I can't remember who else was playing that night. There were a couple other people as well.
Did it shut down at like, two, or something?

Yeah, exactly. It was really quite ridiculous.
That's the other thing about Berlin. Your sense of time, in terms of clubs, is totally warped. You don't assume everything is gonna go 'til, like, nine in the morning.

Yeah, completely. The whole thing is just shifted, where prime time is like when you're playing at six in the morning.
Yeah, and you play anywhere else when you're on at six and there's no one there.

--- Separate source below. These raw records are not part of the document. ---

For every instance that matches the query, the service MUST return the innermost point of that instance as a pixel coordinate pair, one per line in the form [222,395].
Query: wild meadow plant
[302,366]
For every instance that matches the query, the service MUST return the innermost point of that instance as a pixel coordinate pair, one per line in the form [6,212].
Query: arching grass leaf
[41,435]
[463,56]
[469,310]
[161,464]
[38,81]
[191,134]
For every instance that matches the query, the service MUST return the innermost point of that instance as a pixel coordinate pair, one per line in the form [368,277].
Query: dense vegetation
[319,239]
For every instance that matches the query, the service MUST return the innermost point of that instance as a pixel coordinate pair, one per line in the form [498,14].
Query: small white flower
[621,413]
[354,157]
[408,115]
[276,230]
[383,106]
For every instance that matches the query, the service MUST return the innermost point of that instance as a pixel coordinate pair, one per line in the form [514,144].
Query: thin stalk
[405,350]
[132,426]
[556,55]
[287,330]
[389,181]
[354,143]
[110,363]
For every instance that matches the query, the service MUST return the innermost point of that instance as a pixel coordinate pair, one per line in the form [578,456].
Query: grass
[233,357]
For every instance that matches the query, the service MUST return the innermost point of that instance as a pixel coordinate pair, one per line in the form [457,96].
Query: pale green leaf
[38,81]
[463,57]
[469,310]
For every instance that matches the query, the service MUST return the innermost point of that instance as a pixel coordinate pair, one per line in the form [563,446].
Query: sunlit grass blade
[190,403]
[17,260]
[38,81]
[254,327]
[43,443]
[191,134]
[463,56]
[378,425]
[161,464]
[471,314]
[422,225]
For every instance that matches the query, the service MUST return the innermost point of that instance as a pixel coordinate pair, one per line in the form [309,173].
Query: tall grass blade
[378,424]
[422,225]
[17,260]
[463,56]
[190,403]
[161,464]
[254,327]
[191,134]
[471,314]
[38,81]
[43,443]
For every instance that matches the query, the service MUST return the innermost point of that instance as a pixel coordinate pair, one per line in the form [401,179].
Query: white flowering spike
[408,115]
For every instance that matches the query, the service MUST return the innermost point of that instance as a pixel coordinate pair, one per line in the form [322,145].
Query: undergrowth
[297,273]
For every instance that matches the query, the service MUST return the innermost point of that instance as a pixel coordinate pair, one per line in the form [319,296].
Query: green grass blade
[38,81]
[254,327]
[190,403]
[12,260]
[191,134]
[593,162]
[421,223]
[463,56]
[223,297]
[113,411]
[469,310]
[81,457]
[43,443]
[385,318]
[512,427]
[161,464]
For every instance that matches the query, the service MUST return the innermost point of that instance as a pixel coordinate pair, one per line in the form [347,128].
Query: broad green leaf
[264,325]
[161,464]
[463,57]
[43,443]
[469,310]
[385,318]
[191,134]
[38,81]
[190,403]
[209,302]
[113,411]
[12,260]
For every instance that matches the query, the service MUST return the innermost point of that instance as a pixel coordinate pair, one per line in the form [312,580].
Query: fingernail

Completely. So you just did a DJ mix and an album?
Basically, I've been really, really far too busy pretty much the last six months. I did the mix in September. As soon as I finished the mix, we decided that the album was going to come out in March. I'd done about like 30 percent of it, so I had to finish all of that before Christmas. It was sorta ridiculous. Between the middle of September and like the 20th of December I had, like, one day off, worked solidly for pretty much three months. Since then it's just been interviews, and, "Why did you move to Berlin?" like 50 times [laughs]. It's been good, the way people have reacted to the stuff that's come out. You can't really ask for much more, can you, when you work your ass off and people like it?

Scuba's Triangulation is out now on Hotflush.
Radio Rothko is out now on The Agriculture.